Adhesive bacteria are more often causative in first-time and upper UTI than in recurrent infections, where reflux is more common7. To elucidate the possible role of the anti-adhesive effects of breast milk on the occurrence of UTI a prospective case-control study of a strictly defined group of patients is required.

Staffan Maarild
Ulf Jodal
Lars Aa. Hanson
Departments of Paediatrics and Clinical Immunology,
University of Göteborg,
S 416 85 Göteborg, Sweden


  1. Pisacane A, Graziano L, Zona G. Breastfeeding and urinary tract infection. Lancet 1990; 336: 50.
  2. Maarild S, Jodal U, Mangelus L. Medical histories of children with acute pyelonephritis compared with controls. Pediatr Infect Dis J 1989; 8: 511-515.

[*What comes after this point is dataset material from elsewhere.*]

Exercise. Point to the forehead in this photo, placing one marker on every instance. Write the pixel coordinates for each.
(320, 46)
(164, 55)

  3. Anderson B, Porras O, Hanson L, Lagergaard T, Svanborg Eden C. Inhibition of attachment of Streptococcus pneumoniae and Haemophilus influenzae by human milk and receptor oligosaccharides. J Infect Dis 1986; 153: 232-237. [PubMed]
  4. Coppa G, Gabrielli O, Giorgi P, et al. Preliminary study of breastfeeding and bacterial adhesion to uroepithelial cells. Lancet 1990; 335: 569-571.
  5. Adlerberth I, Carlsson B, DeMan P, et al. Intestinal colonization with Enterobacteriaceae in Pakistani and Swedish hospital-delivered infants. Acta Paediatr Scand (in press).
  6. Gothefors L, Olling S, Winberg J. Breast-feeding and biological properties of faecal E coli strains. Acta Paediatr Scand 1975; 64: 807-812.
  7. Lomberg H, Hellstroem M, Jodal U, Leffler H, Lincoln K, Svanborg Eden C. Virulence-associated traits in Escherichia coli causing first and recurrent episodes of urinary-tract infection in children with and without vesicoureteral reflux. J Infect Dis 1984; 150: 561-569.